It would make sense that I would need a collider on the gameobject, but for whatever reason it seems to be that I do not need one. The code detects everything within range just fine. My problem is that I tried doing the same exact thing in another project (unless I somehow forgot something), and I get no detection at all. I added a collider to make sure everything was right, and it worked fine, but I am confused as to why I need one here, but not in my other situation.
I plan on having hundreds of enemies on the map, and unless there is a way to optimize colliders, I cannot see a reason to have hundreds of colliders, because they just drop my FPS. The solution I switched to (Originally had colliders) worked fine in one project, but I do not understand why it will not work in this new project.
You’re not explaining yourself well beyond just providing anecdotal statements about not needing it before but you do now or along those lines.
You detect collisions with colliders or with physics queries or both in combination. That’s it. If you’re not using colliders but are using physics queries then you don’t even need a Rigidbody2D.
Your title is referring to “LayerMask” collision detection but you don’t mention it in your post. Maybe you’re not configuring the Layer Collision Matrix in your new project? No idea.
It’s just not clear what you’re saying/asking.
Doing anything drops your FPS. Maybe you mean to a point where it’s a problem. Certainly the physics query you show above isn’t the most efficient because you’re using the wasteful one that creates a full C# array. This then just gets thrown at garbage collection. You should try not to use the “All” or “NonAlloc” ones. Use the call without any suffixes and provide a reusable list i.e. Physics2D.OverlapCircle (see overloads).
I’m 100% that all of the Physics2D.OverlapCircle calls finds overlaps with Collider2D’s only! If your object only has a Rigidbody2D, it won’t be found. You probably have a collider somewhere on the instantiated object.
@MelvMay , the docs for Physics2D.OverlapCircle that you linked has some problems;
The overload with Collider2D[ ] results says nothing about what happens when there are more overlaps than there’s space in the array.
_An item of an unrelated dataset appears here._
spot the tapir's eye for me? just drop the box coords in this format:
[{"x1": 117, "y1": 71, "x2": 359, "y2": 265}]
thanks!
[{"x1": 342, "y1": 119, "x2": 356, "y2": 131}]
I believe what happens is that the remaining results are just discarded, and that there are no guarantees about which colliders are included, but that info should probably be there!
The description “Checks if a Collider is within a circular area.” is a bit wonky for the two last overloads. I think something like “Searches for colliders within a circular area” is clearer.
Right, so possibly I may have just forgotten when I did testing prior to optimization, but it did not detect enemies when I ran the project just a few hours ago. I do remember running 3 of my classes though, and everything worked fine with them, after removing colliders, but maybe I just misremember what happened? Anyways, I did just created a new solution to this, so now I can have melee attacks.
In the enemy prefab, I have the layer set to a layer called enemy, and I use that to detect what gameobjects are within radius with that layer. I guess from what I have learned though is that I do indeed a collider.
Yes, I do mean FPS drops to the point where it is a problem. I originally was having around <10 FPS when only having 150 enemies on the map, but after removing all colliders and creating a script to handle all enemy movement, rather than each enemy having its own update function, I was up to 5000 enemies with 60+ FPS.
Simply having lots of colliders doesn’t really mean much, it’s what you’re doing. Things like modifying the Transform, which you should be doing or causing crazy numbers of contacts to be solved etc. Simply having colliders doesn’t reduce FPS. It’s not like physics iterates them all each update. I would suggest using the profiler which will tell you exactly what was taking time. It might’ve been some super slow script you were using etc.